# Smoked Elk Roast



## fathacker (Sep 18, 2008)

Turns out my hunting buddy got lucky on the archery elk hunt this year, and I now have some elk roasts in the freezer. I'm thinking about cooking it similar to a pork shoulder. The smoking process is perfect for fatty pieces of meat (pork Boston butt, picnic, etc.), but I've never tried smoking such a lean piece of meat before.

Does anyone have any experience with smoking an elk roast? If so, do you have any recipes or smoking methods to share?

Thanks,
~fathacker


----------



## wyogoob (Sep 7, 2007)

I make a gallon of brine solution and pump some into the meat. Then I soak the meat in whatever solution is left over. Store in fridge for a couple of days. Drain, rinse, then put it into the smoker.

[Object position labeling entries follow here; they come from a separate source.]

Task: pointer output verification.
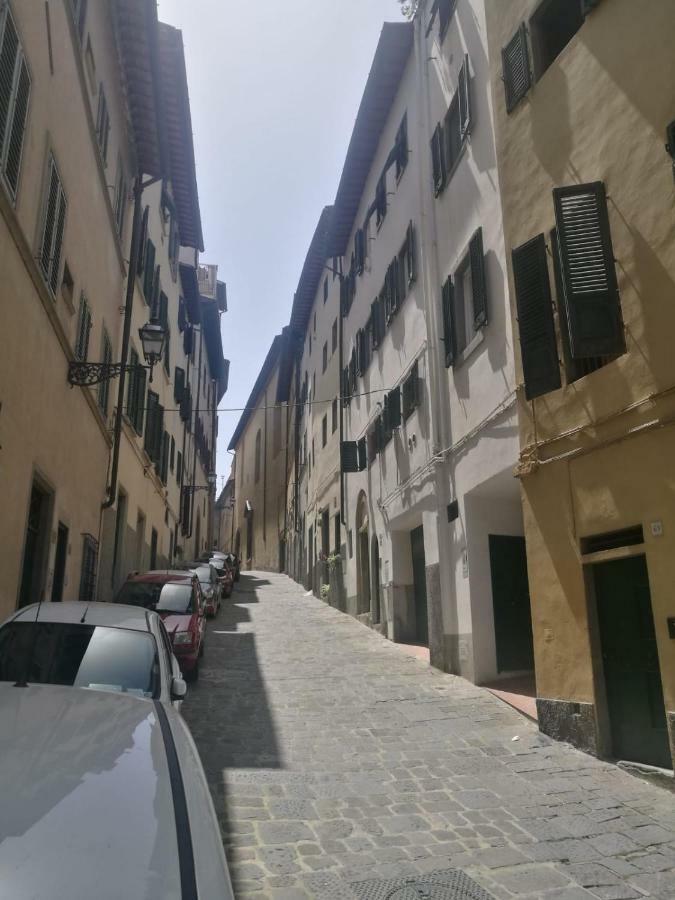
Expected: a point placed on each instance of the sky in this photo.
(274, 92)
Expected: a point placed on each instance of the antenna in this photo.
(23, 681)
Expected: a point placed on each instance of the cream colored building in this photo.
(260, 445)
(583, 94)
(72, 142)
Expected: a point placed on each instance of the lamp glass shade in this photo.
(152, 337)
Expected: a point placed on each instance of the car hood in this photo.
(175, 622)
(86, 807)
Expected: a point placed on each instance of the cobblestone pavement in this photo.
(334, 757)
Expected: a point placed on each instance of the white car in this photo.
(101, 646)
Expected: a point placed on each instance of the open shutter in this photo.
(538, 349)
(349, 456)
(590, 287)
(394, 408)
(437, 159)
(516, 68)
(478, 280)
(17, 122)
(410, 254)
(448, 325)
(464, 92)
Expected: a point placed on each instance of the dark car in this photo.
(177, 597)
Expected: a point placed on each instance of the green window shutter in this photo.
(590, 288)
(410, 254)
(17, 127)
(438, 159)
(480, 304)
(448, 324)
(516, 72)
(539, 353)
(464, 91)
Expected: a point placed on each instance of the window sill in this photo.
(470, 348)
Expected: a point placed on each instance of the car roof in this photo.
(162, 576)
(112, 615)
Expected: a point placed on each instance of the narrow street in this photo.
(335, 758)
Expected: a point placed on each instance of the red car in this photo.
(177, 597)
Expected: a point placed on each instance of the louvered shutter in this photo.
(349, 456)
(590, 287)
(478, 286)
(410, 254)
(539, 353)
(143, 241)
(9, 53)
(448, 323)
(464, 90)
(394, 408)
(516, 68)
(437, 159)
(17, 128)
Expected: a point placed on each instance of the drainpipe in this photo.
(126, 335)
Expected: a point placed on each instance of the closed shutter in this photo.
(394, 408)
(478, 285)
(590, 287)
(538, 349)
(17, 118)
(464, 92)
(437, 159)
(410, 254)
(349, 456)
(516, 74)
(143, 241)
(448, 324)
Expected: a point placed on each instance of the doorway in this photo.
(60, 563)
(35, 546)
(511, 603)
(631, 662)
(420, 585)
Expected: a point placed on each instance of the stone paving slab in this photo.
(335, 758)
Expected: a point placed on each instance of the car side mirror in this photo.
(178, 689)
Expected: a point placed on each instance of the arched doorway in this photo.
(375, 572)
(362, 557)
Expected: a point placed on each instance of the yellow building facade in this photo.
(583, 94)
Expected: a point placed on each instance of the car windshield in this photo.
(170, 597)
(84, 656)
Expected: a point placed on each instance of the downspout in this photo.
(126, 335)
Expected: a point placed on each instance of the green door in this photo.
(420, 585)
(511, 603)
(631, 663)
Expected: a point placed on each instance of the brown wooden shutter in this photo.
(516, 73)
(590, 287)
(478, 286)
(539, 353)
(448, 324)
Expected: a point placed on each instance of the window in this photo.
(258, 439)
(102, 124)
(104, 386)
(54, 219)
(136, 393)
(14, 97)
(83, 329)
(120, 197)
(88, 571)
(552, 27)
(516, 73)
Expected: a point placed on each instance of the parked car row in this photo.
(120, 798)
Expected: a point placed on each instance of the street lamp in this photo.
(153, 336)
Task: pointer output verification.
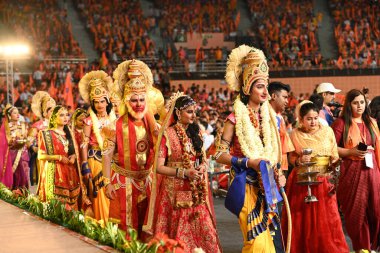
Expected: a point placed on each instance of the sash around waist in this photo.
(322, 165)
(134, 174)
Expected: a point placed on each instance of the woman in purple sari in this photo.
(14, 158)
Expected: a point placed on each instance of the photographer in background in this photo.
(328, 91)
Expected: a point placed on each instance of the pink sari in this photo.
(6, 175)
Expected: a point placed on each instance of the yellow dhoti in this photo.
(263, 241)
(101, 203)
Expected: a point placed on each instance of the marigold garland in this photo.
(198, 188)
(251, 144)
(96, 126)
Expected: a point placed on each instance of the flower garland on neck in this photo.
(251, 144)
(198, 188)
(96, 126)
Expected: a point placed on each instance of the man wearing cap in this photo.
(328, 91)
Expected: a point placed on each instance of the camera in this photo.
(336, 108)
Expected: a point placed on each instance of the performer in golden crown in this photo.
(42, 106)
(250, 144)
(94, 88)
(128, 147)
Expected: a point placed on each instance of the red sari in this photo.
(359, 192)
(317, 227)
(58, 180)
(176, 216)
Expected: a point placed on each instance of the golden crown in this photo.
(132, 77)
(95, 85)
(245, 65)
(41, 101)
(255, 67)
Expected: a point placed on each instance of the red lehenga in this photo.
(317, 227)
(58, 180)
(176, 214)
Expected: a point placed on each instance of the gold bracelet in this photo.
(106, 181)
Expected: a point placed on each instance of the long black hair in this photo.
(193, 130)
(108, 108)
(306, 108)
(347, 114)
(66, 129)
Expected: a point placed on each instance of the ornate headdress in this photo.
(186, 101)
(114, 97)
(95, 85)
(54, 115)
(132, 77)
(8, 109)
(245, 65)
(41, 101)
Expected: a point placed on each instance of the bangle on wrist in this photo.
(106, 181)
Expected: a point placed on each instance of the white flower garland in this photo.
(249, 136)
(96, 126)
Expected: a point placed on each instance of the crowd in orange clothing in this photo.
(119, 28)
(43, 24)
(178, 18)
(287, 32)
(357, 32)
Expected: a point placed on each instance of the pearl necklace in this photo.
(64, 141)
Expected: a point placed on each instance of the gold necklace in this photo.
(65, 142)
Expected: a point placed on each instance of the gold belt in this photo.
(134, 174)
(175, 164)
(321, 166)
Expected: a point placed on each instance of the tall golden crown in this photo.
(41, 101)
(245, 65)
(256, 67)
(132, 77)
(95, 85)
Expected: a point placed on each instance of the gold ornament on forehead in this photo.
(95, 85)
(245, 66)
(174, 98)
(41, 102)
(132, 77)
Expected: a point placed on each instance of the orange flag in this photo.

I make pastrami out of elk roasts also. It is very very good and you just make it in the kitchen.


----------



## fathacker (Sep 18, 2008)

Interesting. I was thinking about using a dry rub, but a brine might work better to help retain the moisture. I use a brine on chickens and turkeys (in fact I have a chicken in the fridge right now), but haven't tried it on anything other than poultry.

Thanks for the tip, I'll explore this option further.


----------



## ram2h2o (Sep 11, 2007)

I get some thin slices of beef or pork fat (1/4") from the butcher and place it over (cover) the roast(venison or elk) and find that it keeps it from drying out when smoking the roasts. You can brine or inject the roasts with various solutions (Tony's) Cajun Injector types and put whatever seasoning blend your taste likes.


----------